Several years ago, I was invited to be a speaker in an anticorruption national congress in a Manila hotel by the Volunteers Against Crime and Corruption. There were over a hundred participants, all sharing knowledge, techniques and ideas on fighting corruption. The other speaker, an Australian lady seated next to me, whispered, “They are all victims, aren’t they?”
For a moment, I did not understand what she was saying. Then it hit me. The participants articulating lofty principles were not riling against corruption as a national evil. Each one was recounting and expressing a personal hurt at having been victimized by some corrupt official or person. The assemblage looked like a real organic public gathering that was attentive to corruption as a national issue, but in actuality, it was a concatenation of corruption victims.
This insight flashed back to me when I read news reports about 100,000 Kapa Community Ministry International members rallying in General Santos City against the impending prosecution of the corporation for the continuing crime of large-scale estafa, upon orders of President Duterte. The testimonies were heartrending. Said one: “When President Duterte ordered the closure of Kapa, we cried. Kapa has helped many poor families meet their basic needs.” Other testimonies were very concrete and personal—how Kapa significantly and materially benefited its members.
The participants came from all over Mindanao, as far away as Kidapawan in Cotabato and Bislig in Surigao del Sur, where Kapa started operations in 2016. It is remarkable that in three short years, Kapa now claims a national membership of 5 million members.
The Kapa members have risen as one in protest against Kapa’s closure. It looks like a mass appeal in favor of the poor. But, given how Ponzi schemes work, the downstream investors will surely be left holding the bag. Each one of the members clamoring for the continuance of Kapa is either a frantic victim or a potential victim, hoping that he or she will get a share of the blessings before the organization becomes kaput.
Descriptions of the rally show evidence of the tantalizing material benefits that have been received by the Kapa members—flashy sports cars and SUVs among them. Kapa founder Joel Apolinario himself arrived in a helicopter. It is understandable why victims and perpetrators are willing to conspire to keep the scheme going. No one would file a complaint against Kapa.
Kapa is not the only scam to hit the poor. Recall that in September 2017, a similar scam was perpetrated on some 100,000 unsuspecting people who converged at the University of the Philippines Los Baños grounds, having bought tickets that supposedly entitled them to shares of the Marcos wealth. Apparently, a smog of gullibility, aided by that elixir of illusion, social media, has fallen on the land in the time of Rodrigo Duterte.
How does one warn against scams? Here we go again, frantically looking for the magic device to warn people against a novel catastrophic experience, a gullibility surge.

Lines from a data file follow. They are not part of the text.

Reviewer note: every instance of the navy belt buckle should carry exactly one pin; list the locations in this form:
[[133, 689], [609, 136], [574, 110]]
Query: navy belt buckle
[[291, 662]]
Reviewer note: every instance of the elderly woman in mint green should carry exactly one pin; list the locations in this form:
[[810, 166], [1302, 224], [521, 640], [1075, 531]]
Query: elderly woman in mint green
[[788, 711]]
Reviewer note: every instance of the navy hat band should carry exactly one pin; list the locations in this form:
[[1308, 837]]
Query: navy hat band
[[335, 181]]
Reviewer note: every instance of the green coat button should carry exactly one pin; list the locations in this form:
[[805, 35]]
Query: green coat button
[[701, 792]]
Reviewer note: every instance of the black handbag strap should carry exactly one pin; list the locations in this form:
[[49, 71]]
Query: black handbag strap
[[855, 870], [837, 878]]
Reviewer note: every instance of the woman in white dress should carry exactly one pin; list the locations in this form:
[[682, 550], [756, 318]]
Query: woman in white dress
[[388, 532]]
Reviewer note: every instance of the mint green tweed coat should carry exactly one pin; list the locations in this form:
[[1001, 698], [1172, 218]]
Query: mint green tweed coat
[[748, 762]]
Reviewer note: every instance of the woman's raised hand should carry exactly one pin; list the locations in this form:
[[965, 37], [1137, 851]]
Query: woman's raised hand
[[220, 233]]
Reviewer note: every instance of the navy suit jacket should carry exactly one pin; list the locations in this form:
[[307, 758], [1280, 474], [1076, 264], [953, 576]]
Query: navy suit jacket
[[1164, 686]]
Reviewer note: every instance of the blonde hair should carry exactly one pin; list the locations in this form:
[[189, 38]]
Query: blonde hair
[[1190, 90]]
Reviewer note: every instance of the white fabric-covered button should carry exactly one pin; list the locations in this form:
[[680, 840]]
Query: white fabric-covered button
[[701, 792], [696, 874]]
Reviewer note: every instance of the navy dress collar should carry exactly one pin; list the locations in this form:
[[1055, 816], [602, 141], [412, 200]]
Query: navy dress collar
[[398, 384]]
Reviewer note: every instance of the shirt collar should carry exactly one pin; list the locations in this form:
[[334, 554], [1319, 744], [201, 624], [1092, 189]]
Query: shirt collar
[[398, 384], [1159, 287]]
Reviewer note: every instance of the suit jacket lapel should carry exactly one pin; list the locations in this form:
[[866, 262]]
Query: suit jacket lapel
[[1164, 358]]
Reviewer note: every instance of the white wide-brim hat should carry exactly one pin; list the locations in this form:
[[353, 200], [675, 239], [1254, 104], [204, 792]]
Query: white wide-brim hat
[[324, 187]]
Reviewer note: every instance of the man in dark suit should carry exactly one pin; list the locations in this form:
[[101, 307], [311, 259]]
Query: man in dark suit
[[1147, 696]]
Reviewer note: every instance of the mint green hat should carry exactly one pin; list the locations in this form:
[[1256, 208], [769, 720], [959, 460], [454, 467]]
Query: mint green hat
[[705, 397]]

There are two levels of responses. The first one is organizational self-help and mutual help. Institutions like schools and youth and senior citizen organizations must teach critical thinking and help forewarn the poor against get-rich schemes. The second level is for government agencies like the Securities and Exchange Commission, the National Bureau of Investigation and the Philippine National Police to proactively dissipate the smog of gullibility that has engulfed this nation over the past three years.
It is a relief that Mr. Duterte has pulled the plug on Kapa. But this is rather ironic. It is no coincidence that Kapa flourished under the atmosphere of frenzied faith and hope that the election of Mr. Duterte to power engendered.
Joel Apolinario is a retailer of hope and faith. What has made him possible is the same smog of gullibility that gave us the national savior, Rodrigo Duterte, “the best president in the solar system.” What Joel Apolinario has proceeded to deliver at the operational, ground level are the promises of the good life with which Mr. Duterte has likewise mesmerized the whole nation.
That Mr. Duterte now indicts Kapa as a scam looks to me like the head of the snake biting its own tail. A 30-percent return on investment is no different from a promise of eradicating drugs, crime and corruption in Philippine society within six months. One is an investment scam. The other is a political one.